UK Politics

More United?

If we all stand together
It will just be the start

More United is low on my worry list, but I can’t see myself signing up any time soon. It describes itself as a ‘tech driven political start up’.  Everything of this sort is ‘tech driven’ these days – Momentum is the obvious example – and I’m not sure what the point is in using the language of business (‘start up’) to describe a political movement.  This note of meaninglessness is carried over into its five principles.

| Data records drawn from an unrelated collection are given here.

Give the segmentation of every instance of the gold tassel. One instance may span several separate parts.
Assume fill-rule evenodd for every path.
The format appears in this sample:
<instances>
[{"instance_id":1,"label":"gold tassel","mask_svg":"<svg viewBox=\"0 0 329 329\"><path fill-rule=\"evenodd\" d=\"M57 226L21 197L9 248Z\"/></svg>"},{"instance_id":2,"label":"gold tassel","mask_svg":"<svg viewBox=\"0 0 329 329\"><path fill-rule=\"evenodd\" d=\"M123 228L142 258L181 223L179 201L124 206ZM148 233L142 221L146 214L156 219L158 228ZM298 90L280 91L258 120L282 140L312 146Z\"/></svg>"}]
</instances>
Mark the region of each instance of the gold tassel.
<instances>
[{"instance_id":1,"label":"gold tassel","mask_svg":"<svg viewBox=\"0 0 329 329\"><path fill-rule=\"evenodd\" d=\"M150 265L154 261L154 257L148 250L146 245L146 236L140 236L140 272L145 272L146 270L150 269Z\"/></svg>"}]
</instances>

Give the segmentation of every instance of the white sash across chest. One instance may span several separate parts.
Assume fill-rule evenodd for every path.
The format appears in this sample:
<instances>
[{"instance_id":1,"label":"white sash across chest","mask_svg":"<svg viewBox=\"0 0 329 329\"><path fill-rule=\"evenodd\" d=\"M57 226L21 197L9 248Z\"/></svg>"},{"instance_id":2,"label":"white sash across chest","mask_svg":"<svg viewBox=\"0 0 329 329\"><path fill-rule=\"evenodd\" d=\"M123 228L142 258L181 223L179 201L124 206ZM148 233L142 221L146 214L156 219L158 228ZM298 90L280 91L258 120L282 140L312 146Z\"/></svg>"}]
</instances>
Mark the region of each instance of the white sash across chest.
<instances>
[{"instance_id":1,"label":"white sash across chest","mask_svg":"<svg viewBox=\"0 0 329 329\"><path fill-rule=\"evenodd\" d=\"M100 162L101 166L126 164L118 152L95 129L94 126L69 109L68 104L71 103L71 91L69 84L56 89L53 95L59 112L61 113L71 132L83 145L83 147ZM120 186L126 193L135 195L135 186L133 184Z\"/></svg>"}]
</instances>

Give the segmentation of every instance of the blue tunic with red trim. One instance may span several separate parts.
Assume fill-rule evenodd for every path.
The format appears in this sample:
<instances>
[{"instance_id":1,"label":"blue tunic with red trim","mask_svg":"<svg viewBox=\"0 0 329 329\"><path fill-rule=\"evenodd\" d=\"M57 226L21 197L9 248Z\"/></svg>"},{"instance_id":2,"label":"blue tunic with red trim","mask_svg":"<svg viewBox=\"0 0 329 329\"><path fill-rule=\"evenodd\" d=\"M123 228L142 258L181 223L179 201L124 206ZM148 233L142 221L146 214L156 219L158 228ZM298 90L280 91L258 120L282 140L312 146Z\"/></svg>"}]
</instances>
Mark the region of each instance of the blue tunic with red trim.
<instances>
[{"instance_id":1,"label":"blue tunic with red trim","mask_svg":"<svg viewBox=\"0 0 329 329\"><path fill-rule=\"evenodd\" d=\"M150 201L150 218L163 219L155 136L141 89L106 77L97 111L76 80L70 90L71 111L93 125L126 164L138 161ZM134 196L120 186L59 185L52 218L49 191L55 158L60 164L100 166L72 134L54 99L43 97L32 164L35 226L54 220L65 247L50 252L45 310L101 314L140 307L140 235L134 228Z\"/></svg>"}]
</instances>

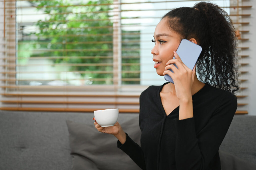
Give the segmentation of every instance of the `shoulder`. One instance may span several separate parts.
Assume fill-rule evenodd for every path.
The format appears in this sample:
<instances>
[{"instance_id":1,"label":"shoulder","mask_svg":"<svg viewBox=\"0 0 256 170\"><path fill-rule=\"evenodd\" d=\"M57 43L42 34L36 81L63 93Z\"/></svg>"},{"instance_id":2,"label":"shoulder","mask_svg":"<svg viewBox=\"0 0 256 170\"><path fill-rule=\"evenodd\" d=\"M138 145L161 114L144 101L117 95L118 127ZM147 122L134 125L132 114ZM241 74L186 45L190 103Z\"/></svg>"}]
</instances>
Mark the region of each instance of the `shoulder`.
<instances>
[{"instance_id":1,"label":"shoulder","mask_svg":"<svg viewBox=\"0 0 256 170\"><path fill-rule=\"evenodd\" d=\"M141 97L156 95L157 92L166 84L166 83L165 83L161 86L150 86L141 93Z\"/></svg>"},{"instance_id":2,"label":"shoulder","mask_svg":"<svg viewBox=\"0 0 256 170\"><path fill-rule=\"evenodd\" d=\"M215 98L217 99L217 106L220 107L223 105L231 108L237 107L237 97L230 91L227 90L218 88L209 85L208 96L210 98Z\"/></svg>"}]
</instances>

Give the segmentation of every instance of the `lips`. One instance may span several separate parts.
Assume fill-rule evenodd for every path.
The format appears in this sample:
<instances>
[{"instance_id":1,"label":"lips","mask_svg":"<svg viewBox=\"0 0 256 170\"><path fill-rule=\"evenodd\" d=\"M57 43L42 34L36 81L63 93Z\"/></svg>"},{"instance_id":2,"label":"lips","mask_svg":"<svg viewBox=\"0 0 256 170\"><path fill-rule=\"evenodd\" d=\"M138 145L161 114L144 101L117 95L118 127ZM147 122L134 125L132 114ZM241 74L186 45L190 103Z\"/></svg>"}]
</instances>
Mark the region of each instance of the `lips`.
<instances>
[{"instance_id":1,"label":"lips","mask_svg":"<svg viewBox=\"0 0 256 170\"><path fill-rule=\"evenodd\" d=\"M155 61L155 65L154 65L154 68L155 69L156 69L159 67L161 65L161 64L162 63L162 62L161 61Z\"/></svg>"}]
</instances>

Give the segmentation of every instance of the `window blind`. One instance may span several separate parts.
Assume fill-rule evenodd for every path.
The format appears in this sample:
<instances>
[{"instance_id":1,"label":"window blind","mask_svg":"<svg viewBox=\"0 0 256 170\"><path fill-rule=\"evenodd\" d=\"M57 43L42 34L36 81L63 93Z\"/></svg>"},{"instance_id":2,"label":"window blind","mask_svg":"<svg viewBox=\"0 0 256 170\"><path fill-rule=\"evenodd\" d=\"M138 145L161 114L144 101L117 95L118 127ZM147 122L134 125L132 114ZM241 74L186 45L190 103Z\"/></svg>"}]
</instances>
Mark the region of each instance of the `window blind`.
<instances>
[{"instance_id":1,"label":"window blind","mask_svg":"<svg viewBox=\"0 0 256 170\"><path fill-rule=\"evenodd\" d=\"M0 1L1 106L3 110L91 112L119 108L138 113L139 98L158 76L151 40L162 17L199 1L6 0ZM249 47L243 22L252 6L241 1L211 1L230 14L237 30L244 95ZM241 101L240 102L240 101Z\"/></svg>"}]
</instances>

A fair, modern, efficient market based economy that closes the gap between rich and poor and supports strong public services

A modern democracy that empowers citizens, rather than politicians

A green economy that protects the environment and works to reverse climate change

An open and tolerant society where diversity is celebrated in all its forms

A United Kingdom that welcomes immigration, international co-operation and a close relationship with the EU

Who would sign up for the precise reverse?  As the blogger Bloonface points out

basically everyone who isn’t in Ukip or the SWP wants those things

But although these principles may seem very anodyne (no one wants an intolerant society which tries to accelerate climate change) they may still be questionable.  Here are some brief comments on just two of the principles.

The second sounds positive – but what exactly does it mean.  As Julian Baggini recently pointed out in the Guardian, there are tensions between populism and democracy.  In fact, not surprisingly, it seems to be code for PR – which may lead to small parties, supported by few citizens, getting disproportionate leverage.  I’d rather stick with representative parliamentary democracy.

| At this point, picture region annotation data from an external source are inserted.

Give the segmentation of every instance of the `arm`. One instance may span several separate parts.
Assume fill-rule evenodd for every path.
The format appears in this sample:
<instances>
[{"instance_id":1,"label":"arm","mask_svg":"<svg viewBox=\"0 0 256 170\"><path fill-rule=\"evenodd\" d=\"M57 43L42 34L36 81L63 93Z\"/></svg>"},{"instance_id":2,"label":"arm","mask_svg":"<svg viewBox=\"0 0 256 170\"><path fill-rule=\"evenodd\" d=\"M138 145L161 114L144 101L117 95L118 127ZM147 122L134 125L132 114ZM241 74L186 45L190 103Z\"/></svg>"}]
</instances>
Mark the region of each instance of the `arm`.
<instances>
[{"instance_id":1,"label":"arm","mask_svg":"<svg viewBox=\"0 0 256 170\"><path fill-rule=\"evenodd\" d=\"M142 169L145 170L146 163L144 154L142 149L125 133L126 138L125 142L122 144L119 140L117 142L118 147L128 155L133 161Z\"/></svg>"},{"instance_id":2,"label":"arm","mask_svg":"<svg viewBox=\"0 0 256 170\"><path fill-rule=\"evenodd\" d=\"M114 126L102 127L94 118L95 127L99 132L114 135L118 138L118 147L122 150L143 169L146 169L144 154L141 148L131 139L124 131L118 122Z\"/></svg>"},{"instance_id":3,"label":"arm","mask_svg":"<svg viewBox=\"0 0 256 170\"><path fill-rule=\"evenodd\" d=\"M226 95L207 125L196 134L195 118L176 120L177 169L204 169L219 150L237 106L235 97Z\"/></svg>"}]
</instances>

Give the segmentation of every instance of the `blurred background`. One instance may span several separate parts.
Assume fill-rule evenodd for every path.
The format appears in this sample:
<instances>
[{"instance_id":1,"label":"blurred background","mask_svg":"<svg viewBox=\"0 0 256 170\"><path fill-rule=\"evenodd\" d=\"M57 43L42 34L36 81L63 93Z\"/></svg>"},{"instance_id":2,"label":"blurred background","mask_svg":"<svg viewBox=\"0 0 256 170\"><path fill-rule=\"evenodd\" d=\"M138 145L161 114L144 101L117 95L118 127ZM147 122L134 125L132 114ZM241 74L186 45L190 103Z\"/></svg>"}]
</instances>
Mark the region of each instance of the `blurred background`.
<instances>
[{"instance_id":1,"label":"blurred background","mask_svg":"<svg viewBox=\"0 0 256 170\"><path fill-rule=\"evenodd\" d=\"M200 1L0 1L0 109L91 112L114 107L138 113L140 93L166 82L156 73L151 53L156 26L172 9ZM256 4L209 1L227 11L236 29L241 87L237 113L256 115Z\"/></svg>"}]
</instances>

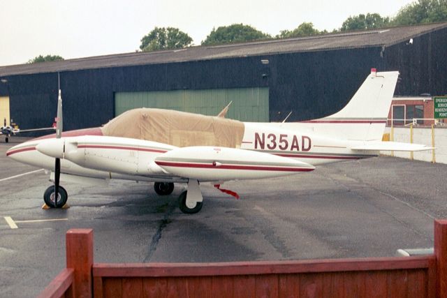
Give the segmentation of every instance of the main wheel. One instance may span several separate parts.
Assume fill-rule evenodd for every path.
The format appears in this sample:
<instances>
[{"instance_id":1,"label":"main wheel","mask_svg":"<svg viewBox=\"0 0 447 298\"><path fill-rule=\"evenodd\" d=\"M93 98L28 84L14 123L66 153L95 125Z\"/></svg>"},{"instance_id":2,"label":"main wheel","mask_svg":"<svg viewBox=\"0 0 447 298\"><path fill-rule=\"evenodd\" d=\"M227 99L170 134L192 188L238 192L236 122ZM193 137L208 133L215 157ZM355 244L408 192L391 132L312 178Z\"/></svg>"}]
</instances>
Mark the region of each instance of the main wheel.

The fourth principle also invites questions.  Are there potential tensions between supporting diversity in ‘all its forms’ and being open and tolerant?  How does one negotiate the rights and freedoms of individuals vis-à-vis those of groups?

Principles aside, there seem various practical problems with More United.  Bloonface speculates that membership is incompatible with being a member of most political parties, and also points out that, even if you secure success for the approved More United candidate in your constituency, you may not have furthered your key goals:

Even if you sign up to More United, and it supports lots of candidates, and those candidates win, there is absolutely nothing binding those candidates to vote in line with More United’s principles. Political parties have whips. They can whip their MPs to vote in accordance to their party’s wishes and discipline or sanction them if they don’t. A pledge to a random organisation that isn’t the party you’re a member  of the parliamentary party of is worth jack shit in the scheme of things. How is this going to achieve anything?

Phil tries to pin down the target market for More United.

The more interesting point is what MU represents, or thinks it represents. It aligns itself with the folks who went on the polite pro-EU demo after the Brexit result, and those digging deep to buy the The New European. The metro middle class types are its target market. People who think they’re above and removed from the tribalism and crudities of party politics.

and asks whether it is perhaps a ‘liberal, middle class manifestation of the stop-the-world-we-want-to-get-off market previously cornered by UKIP.’

But here Euan McColm offers  a more positive analysis.

It is deeply unfashionable, right now, to argue in favour of centrist politics. This is why it is so important that the case for it is made. A widening gap between the dominant traditions of left and right can only create a more divided, more unequal society. History tells us that the right inevitably wins that old political battle, which surely means anyone with an interest in providing better opportunities for the poorest and most neglected in society should hope More United has some impact.